# free webspace gesucht "save_mode off" "register_globals on"



## ciberjoerg (14. April 2007)

hallo Leute ich suche zum testen von osCommerce einen free Webspace.
Leide Habe ich keine möglichkeit einen Webserver auf Meinen Pc zu Installieren, da er auch von anderen mitnutzern genutzt wird.

daher währe ein Free webspace anbieter das beste.

Voraussetzungen währe:

php
mysql
save_mode--  Off
register_globals-- On

Hab schon einige getestet. Die sich Am besten anhören sind leider derzeit nicht aktiv (gehen nicht zur Registrierung).
darunter:
uttx
und so weiter.

welche nicht funktionieren währe:
ohost.de
funpic.de
oder der gleichen.
daher bitte diese nicht mehr nennen.
ich danke euch schon mal im voraus.


----------



## ciberjoerg (24. April 2007)

Hab Einen der Funktioniert. ist zwar nicht save_mode off aber nach umschreiben des quellcodes ging es.

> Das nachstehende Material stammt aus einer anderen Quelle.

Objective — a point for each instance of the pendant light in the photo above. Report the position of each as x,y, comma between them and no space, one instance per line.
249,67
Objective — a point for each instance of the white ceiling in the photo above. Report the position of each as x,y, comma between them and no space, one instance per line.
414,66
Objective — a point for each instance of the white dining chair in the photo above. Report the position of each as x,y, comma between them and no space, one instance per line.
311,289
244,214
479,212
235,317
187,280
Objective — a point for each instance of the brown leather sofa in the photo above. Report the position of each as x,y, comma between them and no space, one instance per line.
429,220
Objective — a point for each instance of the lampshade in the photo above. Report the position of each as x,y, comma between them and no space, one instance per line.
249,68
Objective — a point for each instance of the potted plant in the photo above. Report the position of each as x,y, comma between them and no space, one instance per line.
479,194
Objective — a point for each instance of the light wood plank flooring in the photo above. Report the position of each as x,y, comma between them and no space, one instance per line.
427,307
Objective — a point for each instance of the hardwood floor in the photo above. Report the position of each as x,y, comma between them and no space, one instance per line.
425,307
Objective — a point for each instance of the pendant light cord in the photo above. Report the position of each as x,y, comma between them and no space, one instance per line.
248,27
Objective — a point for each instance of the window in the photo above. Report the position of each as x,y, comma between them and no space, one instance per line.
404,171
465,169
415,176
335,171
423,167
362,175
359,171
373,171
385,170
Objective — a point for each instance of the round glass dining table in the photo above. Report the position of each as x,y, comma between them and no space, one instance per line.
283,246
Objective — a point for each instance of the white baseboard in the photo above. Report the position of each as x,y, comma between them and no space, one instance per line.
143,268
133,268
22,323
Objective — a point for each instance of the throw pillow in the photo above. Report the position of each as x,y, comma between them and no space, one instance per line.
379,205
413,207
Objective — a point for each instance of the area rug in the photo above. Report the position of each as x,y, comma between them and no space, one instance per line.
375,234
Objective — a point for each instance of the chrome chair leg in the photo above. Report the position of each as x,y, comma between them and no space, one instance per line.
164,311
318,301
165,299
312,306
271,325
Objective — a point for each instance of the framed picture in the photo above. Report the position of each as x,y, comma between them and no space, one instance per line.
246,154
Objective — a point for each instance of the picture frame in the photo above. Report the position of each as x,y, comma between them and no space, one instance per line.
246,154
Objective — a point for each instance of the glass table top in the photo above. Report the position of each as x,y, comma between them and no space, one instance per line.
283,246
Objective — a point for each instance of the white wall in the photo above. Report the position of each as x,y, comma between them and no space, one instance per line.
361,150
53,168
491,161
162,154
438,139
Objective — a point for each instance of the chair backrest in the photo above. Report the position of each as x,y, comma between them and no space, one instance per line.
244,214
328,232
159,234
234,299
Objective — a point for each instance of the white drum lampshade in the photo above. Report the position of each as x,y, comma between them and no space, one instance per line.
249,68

http://www.pytal.de nur zu empfehlen


----------



## merzi86 (8. Juni 2008)

Weiss zwar nicht, wieso osCommerce diese anforderungen an register_globals hat.
Da diese Einstellungen ein Sicherheits Risiko birgt.
Das tut jetzt ja nichts zur sache.

Einiges kann man per htaccess setzen.
Der save_mode lässt sich zwar leider nicht beeinflussen, aber die register_globals kann man so setzen (Allerdings muss das der Hoster erlauben).


----------